CVE-2025-22001: 
Linux Kernel vulnerability analysis and mitigation

An integer overflow vulnerability was discovered in the Linux kernel's QAIC accelerator driver (CVE-2025-22001). The vulnerability was identified in the qaic_validate_req() function where u64 variables from user input via qaic_attach_slice_bo_ioctl() could potentially cause an integer wrapping bug. The issue was disclosed on April 3, 2025, affecting multiple versions of the Linux kernel including versions from 6.7 up to 6.12.21, and 6.13 up to 6.13.9 (NVD).

The vulnerability is classified as an Integer Overflow or Wraparound (CWE-190) with a CVSS v3.1 base score of 5.5 (Medium). The attack vector is local (AV:L), with low attack complexity (AC:L), requiring low privileges (PR:L), no user interaction (UI:N), and affecting only the local system scope (S:U). While the vulnerability does not impact confidentiality or integrity, it can have a high impact on availability (C:N/I:N/A:H) (NVD).

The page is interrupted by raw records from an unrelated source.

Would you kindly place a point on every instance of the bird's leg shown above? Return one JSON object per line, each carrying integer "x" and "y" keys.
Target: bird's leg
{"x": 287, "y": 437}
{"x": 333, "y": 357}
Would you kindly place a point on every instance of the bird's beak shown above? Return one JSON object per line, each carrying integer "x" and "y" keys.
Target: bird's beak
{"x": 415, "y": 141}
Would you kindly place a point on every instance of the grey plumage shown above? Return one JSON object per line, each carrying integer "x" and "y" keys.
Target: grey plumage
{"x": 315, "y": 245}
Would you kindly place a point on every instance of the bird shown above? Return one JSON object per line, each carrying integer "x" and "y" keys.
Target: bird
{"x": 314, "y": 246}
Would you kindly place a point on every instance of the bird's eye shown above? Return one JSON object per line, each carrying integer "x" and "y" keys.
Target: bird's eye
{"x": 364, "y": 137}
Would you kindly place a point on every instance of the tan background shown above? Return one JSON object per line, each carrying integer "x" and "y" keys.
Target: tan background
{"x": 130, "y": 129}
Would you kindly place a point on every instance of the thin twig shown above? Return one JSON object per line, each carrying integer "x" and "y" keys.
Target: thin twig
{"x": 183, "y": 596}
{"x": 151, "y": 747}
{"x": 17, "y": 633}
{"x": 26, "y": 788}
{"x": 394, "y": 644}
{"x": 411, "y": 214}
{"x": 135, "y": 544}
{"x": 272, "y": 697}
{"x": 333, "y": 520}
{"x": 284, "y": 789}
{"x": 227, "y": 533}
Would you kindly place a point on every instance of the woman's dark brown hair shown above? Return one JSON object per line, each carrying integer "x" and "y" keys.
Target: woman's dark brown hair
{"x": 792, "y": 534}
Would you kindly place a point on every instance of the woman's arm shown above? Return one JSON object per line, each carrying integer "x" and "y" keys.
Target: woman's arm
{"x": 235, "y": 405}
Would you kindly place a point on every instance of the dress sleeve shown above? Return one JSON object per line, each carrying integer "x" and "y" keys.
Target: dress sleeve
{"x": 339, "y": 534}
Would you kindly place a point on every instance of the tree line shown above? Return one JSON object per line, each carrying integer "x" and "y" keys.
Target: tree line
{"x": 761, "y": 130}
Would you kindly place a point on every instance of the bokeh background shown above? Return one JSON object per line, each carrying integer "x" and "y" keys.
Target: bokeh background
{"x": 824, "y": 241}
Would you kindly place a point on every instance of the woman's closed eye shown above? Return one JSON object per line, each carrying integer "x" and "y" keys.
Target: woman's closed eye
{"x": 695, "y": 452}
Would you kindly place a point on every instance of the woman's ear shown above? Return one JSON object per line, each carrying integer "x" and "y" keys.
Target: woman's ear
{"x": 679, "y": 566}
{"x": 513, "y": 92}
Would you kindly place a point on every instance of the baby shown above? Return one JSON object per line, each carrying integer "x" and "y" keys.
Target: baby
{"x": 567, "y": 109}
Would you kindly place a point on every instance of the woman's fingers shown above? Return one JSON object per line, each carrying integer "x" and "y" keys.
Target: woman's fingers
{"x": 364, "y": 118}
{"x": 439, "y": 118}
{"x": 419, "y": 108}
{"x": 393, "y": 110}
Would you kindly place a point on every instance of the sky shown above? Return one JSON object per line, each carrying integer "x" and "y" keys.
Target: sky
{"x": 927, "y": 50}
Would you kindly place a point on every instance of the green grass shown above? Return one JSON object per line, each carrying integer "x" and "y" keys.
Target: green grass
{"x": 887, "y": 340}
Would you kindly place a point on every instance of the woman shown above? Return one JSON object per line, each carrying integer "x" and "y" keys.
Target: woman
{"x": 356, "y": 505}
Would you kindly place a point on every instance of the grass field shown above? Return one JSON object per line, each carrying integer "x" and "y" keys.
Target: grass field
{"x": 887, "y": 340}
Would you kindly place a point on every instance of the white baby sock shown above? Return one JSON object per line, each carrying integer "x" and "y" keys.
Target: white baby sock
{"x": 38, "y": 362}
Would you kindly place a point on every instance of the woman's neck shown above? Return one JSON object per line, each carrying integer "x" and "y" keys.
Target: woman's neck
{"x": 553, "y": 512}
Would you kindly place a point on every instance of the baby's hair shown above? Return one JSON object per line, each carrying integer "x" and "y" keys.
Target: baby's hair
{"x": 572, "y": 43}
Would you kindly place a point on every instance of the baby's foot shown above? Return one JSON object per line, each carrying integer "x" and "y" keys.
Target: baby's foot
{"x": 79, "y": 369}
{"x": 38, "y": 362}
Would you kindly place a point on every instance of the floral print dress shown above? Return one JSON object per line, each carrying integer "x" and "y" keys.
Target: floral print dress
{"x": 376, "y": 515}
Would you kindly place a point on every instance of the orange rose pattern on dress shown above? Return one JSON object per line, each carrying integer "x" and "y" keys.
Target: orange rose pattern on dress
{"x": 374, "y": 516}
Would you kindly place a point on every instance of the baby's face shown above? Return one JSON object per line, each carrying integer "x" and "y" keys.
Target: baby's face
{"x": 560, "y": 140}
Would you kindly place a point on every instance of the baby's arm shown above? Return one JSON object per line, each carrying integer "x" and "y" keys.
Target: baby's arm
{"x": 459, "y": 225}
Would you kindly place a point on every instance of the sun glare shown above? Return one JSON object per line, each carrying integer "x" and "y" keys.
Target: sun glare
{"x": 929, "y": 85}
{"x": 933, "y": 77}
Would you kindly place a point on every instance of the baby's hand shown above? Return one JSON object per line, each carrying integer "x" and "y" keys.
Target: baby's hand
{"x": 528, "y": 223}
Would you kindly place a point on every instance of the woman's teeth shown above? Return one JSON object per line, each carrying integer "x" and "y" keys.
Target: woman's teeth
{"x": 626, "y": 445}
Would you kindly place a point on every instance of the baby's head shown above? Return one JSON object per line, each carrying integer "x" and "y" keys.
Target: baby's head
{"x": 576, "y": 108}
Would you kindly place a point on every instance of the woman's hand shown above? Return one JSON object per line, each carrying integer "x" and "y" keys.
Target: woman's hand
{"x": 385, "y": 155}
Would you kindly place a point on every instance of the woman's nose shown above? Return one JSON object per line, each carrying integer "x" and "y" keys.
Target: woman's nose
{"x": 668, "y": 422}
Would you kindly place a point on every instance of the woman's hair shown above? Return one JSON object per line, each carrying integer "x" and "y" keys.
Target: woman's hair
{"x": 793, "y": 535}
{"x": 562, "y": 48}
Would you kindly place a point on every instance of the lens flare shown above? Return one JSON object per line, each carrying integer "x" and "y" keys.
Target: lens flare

The vulnerability could potentially lead to system availability issues due to integer overflow in the QAIC accelerator driver. The high availability impact rating suggests that successful exploitation could result in significant disruption to the system's resources (NVD).

The vulnerability has been patched by implementing check_add_overflow() to prevent integer wrapping bugs in the affected function. Multiple Linux distributions have released updates to address this vulnerability, including patches for various kernel versions (Debian).